A cannonball is fired from a cannon with a velocity of $24.0\,\frac{\mathrm m}{\mathrm s}$ at an angle of $40^\circ$ relative to the positive $x$-axis. It lands on the ground $56.6\,\mathrm m$ from where it was launched. How much time did the cannonball spend in the air? (Ignore air resistance.)

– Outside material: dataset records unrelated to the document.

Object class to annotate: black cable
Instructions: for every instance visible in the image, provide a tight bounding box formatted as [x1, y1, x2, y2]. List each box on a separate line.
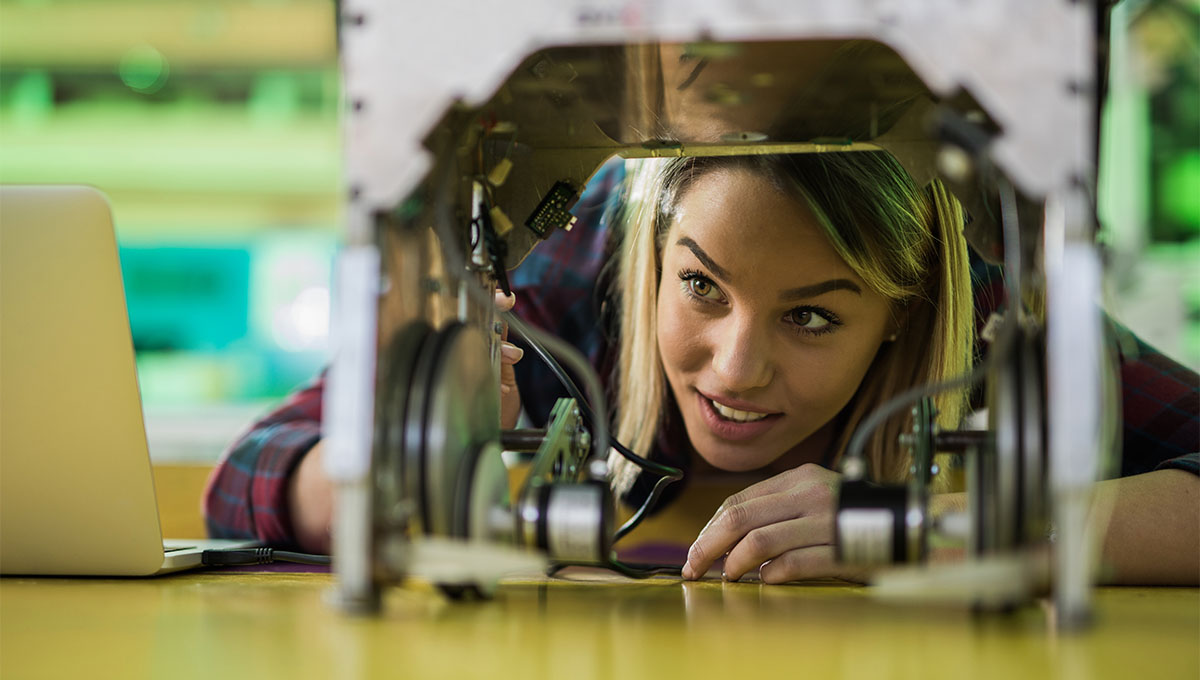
[524, 338, 683, 481]
[612, 470, 679, 543]
[546, 556, 683, 578]
[200, 548, 332, 566]
[526, 323, 683, 543]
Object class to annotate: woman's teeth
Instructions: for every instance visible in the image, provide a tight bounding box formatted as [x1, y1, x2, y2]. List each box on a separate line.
[708, 399, 770, 422]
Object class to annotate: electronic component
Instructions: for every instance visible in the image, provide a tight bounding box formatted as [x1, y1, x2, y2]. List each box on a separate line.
[526, 181, 578, 239]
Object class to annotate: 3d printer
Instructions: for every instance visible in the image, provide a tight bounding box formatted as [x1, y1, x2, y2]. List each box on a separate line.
[325, 0, 1108, 621]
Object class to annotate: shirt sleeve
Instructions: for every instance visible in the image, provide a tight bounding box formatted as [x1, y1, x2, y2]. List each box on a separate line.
[1114, 324, 1200, 477]
[204, 373, 325, 546]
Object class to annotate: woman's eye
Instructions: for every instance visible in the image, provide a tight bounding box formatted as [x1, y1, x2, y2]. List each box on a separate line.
[787, 308, 836, 332]
[688, 278, 716, 297]
[684, 275, 721, 300]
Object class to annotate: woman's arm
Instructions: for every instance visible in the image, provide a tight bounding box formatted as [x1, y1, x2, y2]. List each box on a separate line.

I can solve for the airtime $t$ by using either position equation:
$$\begin{cases} x=v_0\cos40^\circ t\\[1ex] y=v_0\sin40^\circ t-\frac g2t^2 \end{cases}$$
Applying the first equation, I get
$$56.6\,\mathrm m=\left(24.0\,\frac{\mathrm m}{\mathrm s}\right)\cos40^\circ t\implies t\approx3.08\,\mathrm s$$
On the other hand, applying the second equation, I get
$$\begin{align*} 0&=\left(24.0\,\frac{\mathrm m}{\mathrm s}\right)\sin40^\circ t-\frac g2t^2\\[1ex] \implies0&=\left(24.0\,\frac{\mathrm m}{\mathrm s}\right)\sin40^\circ-\frac g2t\\[1ex] \implies t&=\frac{2\left(24.0\,\frac{\mathrm m}{\mathrm s}\right)\sin40^\circ}g\approx3.15\,\mathrm s \end{align*}$$
assuming $g=9.80\,\frac{\mathrm m}{\mathrm s^2}$. These differing times suggest to me that the cannon reached a distance along the ground of $56.6\,\mathrm m$ before it hits the ground. What is the source of the discrepancy?
My initial thought is that it has to do with what value of $g$ we agree to use. If I were to set $t=3.08\,\mathrm s$ as found in the $x$ equation and substitute this into the $y$ equation to solve for an unknown $g$, I find that the "correct" gravitational acceleration is closer to $10.0175\,\frac{\mathrm m}{\mathrm s^2}$.
Alternatively, I can consider the cannonball's vertical velocity $v_y=v_{0y}-gt$ to determine the time it takes to reach its peak height, at which point $v_y=0$:
$$0=\left(24.0\,\frac{\mathrm m}{\mathrm s}\right)\sin40^\circ-gt\implies t\approx1.57417\,\mathrm s$$
Then it should take the cannonball twice this time to reach the ground, which suggests that it would stay in the air for about $3.15\,\mathrm s$. Is the result of any one of these equations more accurate?
Perhaps I should just take the average of the two times I found?